Tool chaining attacks. The model is prompted to call a sequence of tools that individually are safe but in combination produce an unauthorized outcome. Read a database to get an admin email, then send an email using that address, then use the email confirmation to reset a password.

Excessive tool permissions. The model has access to tools with broader permissions than any single user request should require. A tool that reads any database table is more dangerous than a tool that reads the user's records in one table.

Confidentiality violation through tool results. The model calls a tool that returns sensitive data, then includes that data in its response to the user. The user might not be authorized to see the data, but the tool returned it because the tool operates with system-level permissions.

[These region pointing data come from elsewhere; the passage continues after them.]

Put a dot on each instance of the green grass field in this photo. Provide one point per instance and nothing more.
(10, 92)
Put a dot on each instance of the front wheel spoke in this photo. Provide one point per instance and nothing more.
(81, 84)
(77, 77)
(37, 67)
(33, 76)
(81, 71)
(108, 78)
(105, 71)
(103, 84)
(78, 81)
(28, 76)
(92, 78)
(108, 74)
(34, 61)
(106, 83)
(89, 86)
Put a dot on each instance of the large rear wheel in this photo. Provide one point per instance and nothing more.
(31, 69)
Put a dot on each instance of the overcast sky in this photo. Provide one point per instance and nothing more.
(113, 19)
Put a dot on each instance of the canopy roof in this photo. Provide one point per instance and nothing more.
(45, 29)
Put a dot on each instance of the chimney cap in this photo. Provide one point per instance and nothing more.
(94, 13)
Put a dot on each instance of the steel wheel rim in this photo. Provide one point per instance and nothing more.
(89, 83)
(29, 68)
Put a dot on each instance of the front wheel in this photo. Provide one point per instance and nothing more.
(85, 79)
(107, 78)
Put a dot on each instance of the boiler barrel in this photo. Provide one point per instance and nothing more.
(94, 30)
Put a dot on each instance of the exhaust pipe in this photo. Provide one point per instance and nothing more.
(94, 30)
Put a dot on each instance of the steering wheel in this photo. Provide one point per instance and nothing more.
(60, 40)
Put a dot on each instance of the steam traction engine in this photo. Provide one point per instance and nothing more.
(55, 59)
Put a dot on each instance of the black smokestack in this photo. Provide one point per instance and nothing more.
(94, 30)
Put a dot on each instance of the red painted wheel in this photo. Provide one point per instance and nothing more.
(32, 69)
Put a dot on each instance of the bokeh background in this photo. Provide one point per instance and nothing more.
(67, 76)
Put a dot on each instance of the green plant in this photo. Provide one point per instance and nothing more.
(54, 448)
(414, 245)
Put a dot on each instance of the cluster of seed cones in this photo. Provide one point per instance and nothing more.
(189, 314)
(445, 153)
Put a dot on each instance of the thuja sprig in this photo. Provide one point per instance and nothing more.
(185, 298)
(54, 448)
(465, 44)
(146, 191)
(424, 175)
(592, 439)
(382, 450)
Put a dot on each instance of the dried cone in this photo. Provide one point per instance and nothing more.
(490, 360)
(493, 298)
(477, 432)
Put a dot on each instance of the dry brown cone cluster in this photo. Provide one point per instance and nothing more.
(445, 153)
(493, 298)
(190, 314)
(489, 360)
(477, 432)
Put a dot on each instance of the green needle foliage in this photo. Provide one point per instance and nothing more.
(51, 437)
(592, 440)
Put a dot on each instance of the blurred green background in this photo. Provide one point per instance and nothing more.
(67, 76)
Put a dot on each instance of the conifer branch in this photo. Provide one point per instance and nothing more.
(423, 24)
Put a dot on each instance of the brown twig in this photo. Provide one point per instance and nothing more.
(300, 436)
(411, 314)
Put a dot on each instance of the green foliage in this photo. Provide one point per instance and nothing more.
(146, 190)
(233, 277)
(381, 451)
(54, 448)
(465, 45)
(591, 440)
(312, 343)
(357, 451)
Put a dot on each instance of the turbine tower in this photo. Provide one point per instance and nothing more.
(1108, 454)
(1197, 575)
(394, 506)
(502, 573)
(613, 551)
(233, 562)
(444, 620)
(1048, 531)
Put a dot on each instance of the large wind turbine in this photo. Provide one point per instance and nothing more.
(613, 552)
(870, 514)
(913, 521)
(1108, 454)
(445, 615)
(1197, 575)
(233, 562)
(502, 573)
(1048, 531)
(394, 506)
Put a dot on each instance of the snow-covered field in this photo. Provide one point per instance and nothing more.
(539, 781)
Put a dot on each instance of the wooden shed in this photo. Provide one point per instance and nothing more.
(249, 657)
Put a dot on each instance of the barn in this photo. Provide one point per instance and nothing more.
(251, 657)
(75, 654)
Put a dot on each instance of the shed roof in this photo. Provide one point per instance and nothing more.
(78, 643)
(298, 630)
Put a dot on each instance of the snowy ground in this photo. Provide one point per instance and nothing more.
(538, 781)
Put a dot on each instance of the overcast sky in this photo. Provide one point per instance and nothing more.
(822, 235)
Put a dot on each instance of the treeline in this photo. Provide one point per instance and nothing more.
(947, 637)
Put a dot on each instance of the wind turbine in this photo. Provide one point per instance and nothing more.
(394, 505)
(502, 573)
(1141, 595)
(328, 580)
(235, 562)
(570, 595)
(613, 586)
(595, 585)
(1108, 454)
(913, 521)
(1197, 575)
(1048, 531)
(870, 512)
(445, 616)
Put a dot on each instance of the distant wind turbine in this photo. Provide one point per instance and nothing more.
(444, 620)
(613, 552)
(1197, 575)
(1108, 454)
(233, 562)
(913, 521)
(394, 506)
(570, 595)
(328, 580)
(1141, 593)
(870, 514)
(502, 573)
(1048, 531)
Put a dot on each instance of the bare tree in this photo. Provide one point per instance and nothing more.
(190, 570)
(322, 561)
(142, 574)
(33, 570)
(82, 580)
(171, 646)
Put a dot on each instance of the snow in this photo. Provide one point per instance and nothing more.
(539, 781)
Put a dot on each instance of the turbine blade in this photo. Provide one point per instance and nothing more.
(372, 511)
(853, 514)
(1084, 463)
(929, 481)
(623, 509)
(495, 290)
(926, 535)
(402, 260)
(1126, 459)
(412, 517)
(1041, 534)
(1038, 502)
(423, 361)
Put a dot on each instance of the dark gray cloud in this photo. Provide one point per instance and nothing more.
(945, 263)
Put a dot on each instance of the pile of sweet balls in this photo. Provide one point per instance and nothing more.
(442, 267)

Architecture for Secure Tool Calling

Principle of least privilege for tools. Each tool should have the minimum permissions necessary for its function. A tool that queries user orders should not have access to all orders in the system. Parameterize tools with the current user's authorization context, not with system-level access.

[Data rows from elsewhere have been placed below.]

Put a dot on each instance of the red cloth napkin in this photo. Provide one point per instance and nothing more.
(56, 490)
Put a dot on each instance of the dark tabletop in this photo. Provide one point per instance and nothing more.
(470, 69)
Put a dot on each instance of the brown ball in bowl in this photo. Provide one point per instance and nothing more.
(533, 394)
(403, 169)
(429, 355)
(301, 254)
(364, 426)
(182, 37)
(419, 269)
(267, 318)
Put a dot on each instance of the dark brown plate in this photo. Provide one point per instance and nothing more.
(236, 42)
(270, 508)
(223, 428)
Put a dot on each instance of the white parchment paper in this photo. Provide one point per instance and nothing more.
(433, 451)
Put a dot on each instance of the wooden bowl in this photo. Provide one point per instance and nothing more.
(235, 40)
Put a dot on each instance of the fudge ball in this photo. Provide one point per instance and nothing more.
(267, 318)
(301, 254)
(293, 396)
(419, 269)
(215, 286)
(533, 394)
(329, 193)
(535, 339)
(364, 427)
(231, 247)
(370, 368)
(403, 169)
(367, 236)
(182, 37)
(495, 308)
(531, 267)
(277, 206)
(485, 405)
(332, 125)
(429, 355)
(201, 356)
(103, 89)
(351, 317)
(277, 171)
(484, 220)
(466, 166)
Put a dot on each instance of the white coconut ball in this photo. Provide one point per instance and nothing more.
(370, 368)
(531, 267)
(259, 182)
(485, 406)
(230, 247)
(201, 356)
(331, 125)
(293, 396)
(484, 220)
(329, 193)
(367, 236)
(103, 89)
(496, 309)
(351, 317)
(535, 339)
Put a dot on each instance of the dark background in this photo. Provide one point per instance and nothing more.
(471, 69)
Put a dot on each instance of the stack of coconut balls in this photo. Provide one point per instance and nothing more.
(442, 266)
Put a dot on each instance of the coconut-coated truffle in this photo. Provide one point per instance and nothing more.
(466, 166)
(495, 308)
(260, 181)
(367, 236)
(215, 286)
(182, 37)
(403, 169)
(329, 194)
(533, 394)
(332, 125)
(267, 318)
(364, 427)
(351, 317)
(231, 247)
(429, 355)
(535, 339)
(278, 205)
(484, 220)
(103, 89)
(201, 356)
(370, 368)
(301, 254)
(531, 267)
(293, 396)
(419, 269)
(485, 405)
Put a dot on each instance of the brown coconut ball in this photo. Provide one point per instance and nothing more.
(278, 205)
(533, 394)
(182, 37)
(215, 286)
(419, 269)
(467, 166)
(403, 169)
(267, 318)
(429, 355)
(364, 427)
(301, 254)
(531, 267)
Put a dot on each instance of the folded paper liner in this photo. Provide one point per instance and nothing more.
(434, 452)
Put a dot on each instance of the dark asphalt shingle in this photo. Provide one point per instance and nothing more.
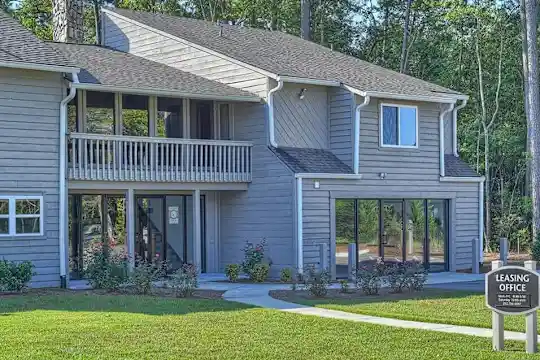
(455, 167)
(108, 67)
(17, 44)
(302, 160)
(287, 55)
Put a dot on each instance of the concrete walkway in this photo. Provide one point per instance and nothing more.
(257, 295)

This means the tool definitions are user-specific. When User A interacts with the agent, the get_orders tool is scoped to User A's orders. When User B interacts, the same tool is scoped to User B's orders. The scoping happens in the tool implementation, not in the prompt -- because the prompt is not a security boundary.

Tool call validation layer. Insert a validation layer between the LLM's tool call output and the actual tool execution. This layer checks: Is this tool call authorized for this user? Are the parameters within expected bounds? Does this tool call combined with recent tool calls constitute an authorized workflow?

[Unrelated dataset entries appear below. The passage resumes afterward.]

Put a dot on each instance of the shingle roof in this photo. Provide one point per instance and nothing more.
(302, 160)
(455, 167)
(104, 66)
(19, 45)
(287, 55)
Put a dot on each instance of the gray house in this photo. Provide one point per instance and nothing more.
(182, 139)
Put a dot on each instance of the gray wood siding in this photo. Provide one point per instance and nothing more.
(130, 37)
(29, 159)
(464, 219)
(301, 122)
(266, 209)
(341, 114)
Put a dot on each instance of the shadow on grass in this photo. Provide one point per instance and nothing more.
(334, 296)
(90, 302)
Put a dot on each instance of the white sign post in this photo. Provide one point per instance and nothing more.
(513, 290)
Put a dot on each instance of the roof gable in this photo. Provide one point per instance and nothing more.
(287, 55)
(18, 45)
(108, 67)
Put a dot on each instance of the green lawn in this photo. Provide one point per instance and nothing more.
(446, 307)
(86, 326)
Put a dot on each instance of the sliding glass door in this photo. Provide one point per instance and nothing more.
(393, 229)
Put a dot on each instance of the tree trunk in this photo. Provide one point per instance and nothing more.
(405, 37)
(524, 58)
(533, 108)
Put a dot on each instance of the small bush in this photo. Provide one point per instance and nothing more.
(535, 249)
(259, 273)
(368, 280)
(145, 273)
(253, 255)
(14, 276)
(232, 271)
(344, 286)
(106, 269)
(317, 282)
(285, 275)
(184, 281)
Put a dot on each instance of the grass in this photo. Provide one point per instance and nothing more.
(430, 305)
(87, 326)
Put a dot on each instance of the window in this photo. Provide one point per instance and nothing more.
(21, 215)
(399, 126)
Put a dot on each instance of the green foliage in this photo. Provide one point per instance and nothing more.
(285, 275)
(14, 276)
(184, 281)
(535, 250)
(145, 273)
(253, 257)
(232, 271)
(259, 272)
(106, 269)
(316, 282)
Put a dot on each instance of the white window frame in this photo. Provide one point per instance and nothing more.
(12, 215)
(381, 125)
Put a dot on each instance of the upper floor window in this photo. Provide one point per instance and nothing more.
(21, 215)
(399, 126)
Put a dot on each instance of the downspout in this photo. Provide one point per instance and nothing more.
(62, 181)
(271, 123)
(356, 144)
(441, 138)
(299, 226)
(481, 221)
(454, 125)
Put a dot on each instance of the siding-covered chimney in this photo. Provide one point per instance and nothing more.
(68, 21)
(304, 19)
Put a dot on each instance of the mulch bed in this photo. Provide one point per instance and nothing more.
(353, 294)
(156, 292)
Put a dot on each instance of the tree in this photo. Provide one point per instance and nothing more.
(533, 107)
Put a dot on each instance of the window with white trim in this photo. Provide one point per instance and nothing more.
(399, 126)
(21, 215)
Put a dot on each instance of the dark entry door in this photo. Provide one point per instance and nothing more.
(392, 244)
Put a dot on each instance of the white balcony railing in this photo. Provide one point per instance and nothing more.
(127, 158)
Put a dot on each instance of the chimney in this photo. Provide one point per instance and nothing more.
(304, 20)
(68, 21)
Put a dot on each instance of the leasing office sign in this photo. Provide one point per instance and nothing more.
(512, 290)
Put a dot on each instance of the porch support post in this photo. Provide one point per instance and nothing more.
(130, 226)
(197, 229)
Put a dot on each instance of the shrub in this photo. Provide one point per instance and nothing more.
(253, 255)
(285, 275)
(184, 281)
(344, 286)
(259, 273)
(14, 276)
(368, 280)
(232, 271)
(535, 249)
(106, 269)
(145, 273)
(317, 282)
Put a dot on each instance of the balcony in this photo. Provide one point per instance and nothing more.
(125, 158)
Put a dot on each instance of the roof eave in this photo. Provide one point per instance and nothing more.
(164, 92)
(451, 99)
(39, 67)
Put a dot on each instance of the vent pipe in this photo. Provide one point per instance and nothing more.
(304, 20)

The validation layer is deterministic code, not another LLM call. It applies rules that are predictable, testable, and auditable. The LLM suggests what to do; the validation layer decides whether to allow it.

Human-in-the-loop for high-risk actions. Define a risk classification for each tool. Low-risk tools (read-only queries, formatting) execute automatically. Medium-risk tools (creating records, sending non-sensitive messages) require confirmation for unusual patterns. High-risk tools (deletion, financial transactions, access control changes) always require explicit human approval.

The risk classification should be configurable and should default to higher risk. A new tool should require human approval until its behavior is understood.

Rate limiting and quotas. Limit how many tool calls an agent can make per session and per time window. An agent in a loop (repeatedly calling a tool because the model misinterprets the results) can exhaust API quotas, create enormous bills, or trigger abuse detection systems. Rate limits bound the damage.

Tool call logging and audit. Every tool call, its parameters, and its result must be logged. When something goes wrong -- and with non-deterministic systems, things will go wrong -- the audit log is the only way to understand what happened and why.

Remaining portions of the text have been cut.